AWSTemplateFormatVersion: '2010-09-09'
Resources:
  zipedit:
    Type: AWS::Lambda::Function
    Properties:
      FunctionName: zipedit
      Handler: index.handler
      Runtime: python2.7
      Code:
        ZipFile: >
          import boto3
          
          from zipfile import ZipFile, ZipInfo, ZIP_DEFLATED
          
          s3_client = boto3.client('s3')
          
          def handler(event, context):
            src = event["src"]
            if src.find("s3://") > -1:
              src = src[5:]
            
            bucket, key = src.split("/", 1)
            src_name = "/tmp/" + key[(key.rfind("/") + 1):]
            dst_name = src_name + "_modified"
            
            s3_client.download_file(bucket, key, src_name)
            zin = ZipFile(src_name, 'r')
            
            diff = event["changes"]
            zout = ZipFile(dst_name, 'w', ZIP_DEFLATED)
            
            added = 0
            modified = 0
            
            # files that already exist in the archive
            for info in zin.infolist():
              name = info.filename
              if (name in diff):
                modified += 1
                zout.writestr(info, diff.pop(name))
              else:
                zout.writestr(info, zin.read(info))
            
            # files in the diff, that are not on the archive
            # (i.e. newly added files)
            for name in diff:
              info = ZipInfo(name)
              info.external_attr = 0755 << 16L
              added += 1
              zout.writestr(info, diff[name])
            
            zout.close()
            zin.close()
            
            s3_client.upload_file(dst_name, bucket, key)
            return {
                'added': added,
                'modified': modified
            }
      Timeout: 60
      MemorySize: 256
      Role:
        Fn::GetAtt:
        - role
        - Arn
  role:
    Type: AWS::IAM::Role
    Properties:
      ManagedPolicyArns:
      - arn:aws:iam::aws:policy/service-role/AWSLambdaBasicExecutionRole
      - arn:aws:iam::aws:policy/AmazonS3FullAccess
      AssumeRolePolicyDocument:
        Version: 2012-10-17
        Statement:
        - Action: sts:AssumeRole
          Effect: Allow
          Principal:
            Service: lambda.amazonaws.com

Moment of truth

Once the stack is ready, we can start submitting our QuickBuild requests to the lambda!

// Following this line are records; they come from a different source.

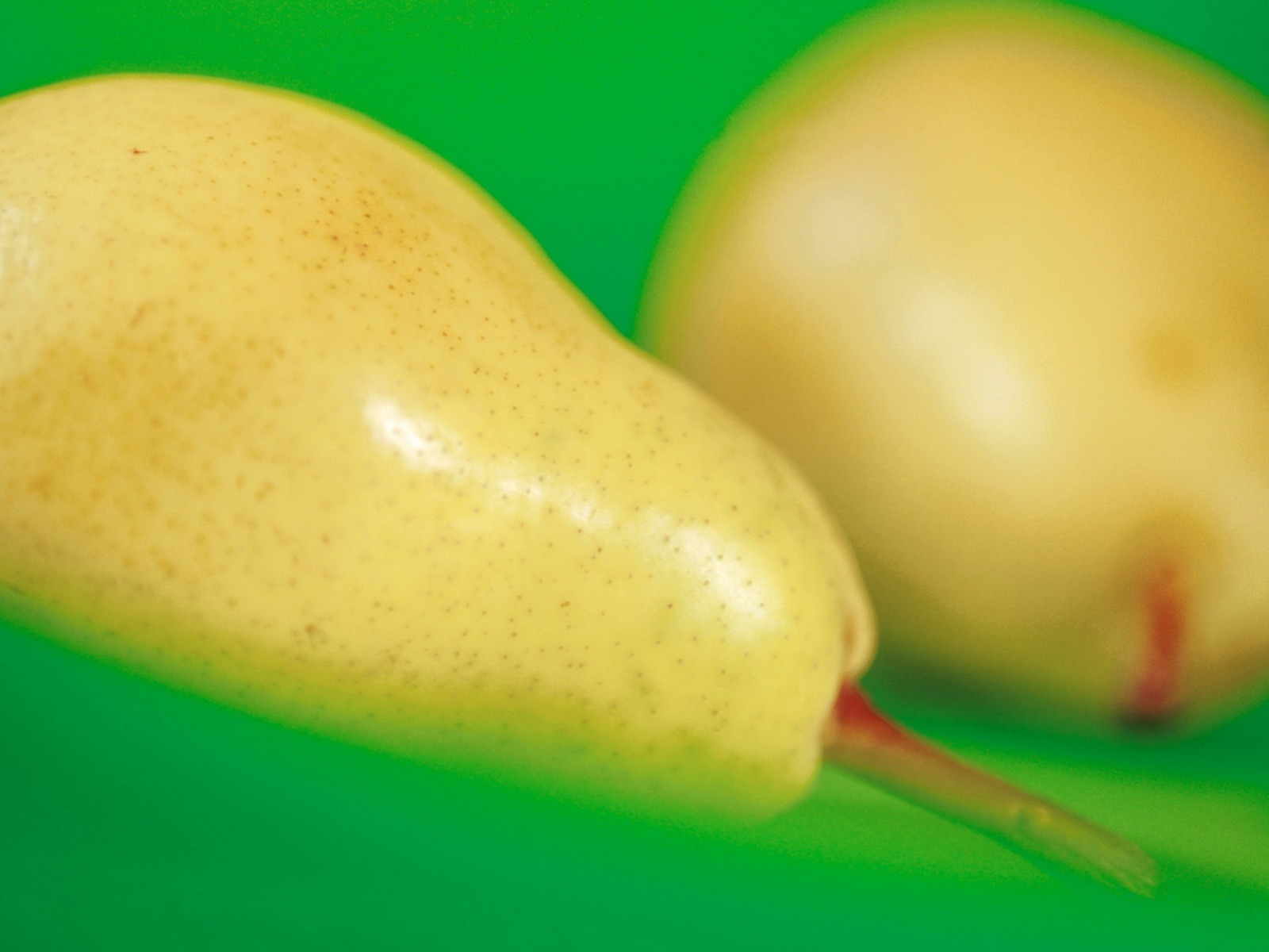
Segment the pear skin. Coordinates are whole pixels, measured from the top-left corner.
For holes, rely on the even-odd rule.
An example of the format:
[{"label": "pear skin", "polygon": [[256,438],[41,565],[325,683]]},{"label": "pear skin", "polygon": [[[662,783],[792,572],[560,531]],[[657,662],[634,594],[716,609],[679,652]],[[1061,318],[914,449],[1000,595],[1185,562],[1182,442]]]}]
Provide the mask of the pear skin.
[{"label": "pear skin", "polygon": [[[420,147],[218,81],[39,90],[0,103],[0,263],[9,613],[287,724],[656,811],[766,815],[826,748],[882,782],[911,748],[843,706],[872,611],[801,477]],[[897,787],[1151,881],[1112,834],[1046,805],[1025,842],[1039,801],[939,778]]]},{"label": "pear skin", "polygon": [[849,533],[891,680],[1194,726],[1269,673],[1269,123],[1047,8],[909,9],[702,161],[640,339]]}]

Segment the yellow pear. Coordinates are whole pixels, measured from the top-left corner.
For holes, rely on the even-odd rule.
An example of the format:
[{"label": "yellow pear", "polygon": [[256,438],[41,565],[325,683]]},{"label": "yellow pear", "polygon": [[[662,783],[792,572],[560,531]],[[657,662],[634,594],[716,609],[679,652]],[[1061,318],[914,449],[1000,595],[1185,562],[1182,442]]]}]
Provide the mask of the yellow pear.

// assuming auth stuff is already done
let lambda = new AWS.Lambda({region: "us-east-1"});

// ...

lambda.invoke({
  FunctionName: "zipedit",
  Payload: JSON.stringify({
    src: "s3://bucket/path/to/archive.zip",
    changes: {
      "path/to/file1/inside/archive": "new content of file1",
      "path/to/file2/inside/archive": "new content of file2",
      // ...
    }
  })
}, (err, data) => {
  let result = JSON.parse(data.Payload);
  let totalChanges = result.added + result.modified;
  if (totalChanges === expected_no_of_files_from_changes_list) {
    // all izz well!
  } else {
    // too bad, we missed a spot :(
  }
});

Once QuickBuild has completed updating the artifact, it's simply a matter of calling UpdateFunctionCode on the affected lambdas, with the S3 URL of the artifact:

lambda.updateFunctionCode({
  FunctionName: "original_function_name",
  S3Bucket: "bucket",
  S3Key: "path/to/archive.zip"
})
.promise()
.then(() => { /* done! */ })
.catch(err => { /* something went wrong :( */ });

(In our case the S3 URL remains unchanged (because our lambda simply overwrites the original file), but it still works because the Lambda service makes a copy of the code artifact when updating the target lambda.)

To speed up the QuickDeploy for multiple lambdas, we can even parallelize the UpdateFunctionCode calls:

Promise.all(
  lambdaNames.map(name =>
    lambda.updateFunctionCode({ /* params */ })
    .promise()
    .then(() => { /* done! */ }))

.then(() => { /* all good! */ })
.catch(err => { /* failures; handle them! */ });

And that's how we gained an initial 4x improvement in our lambda deployment cycle, sometimes even faster than the native AWS Lambda console!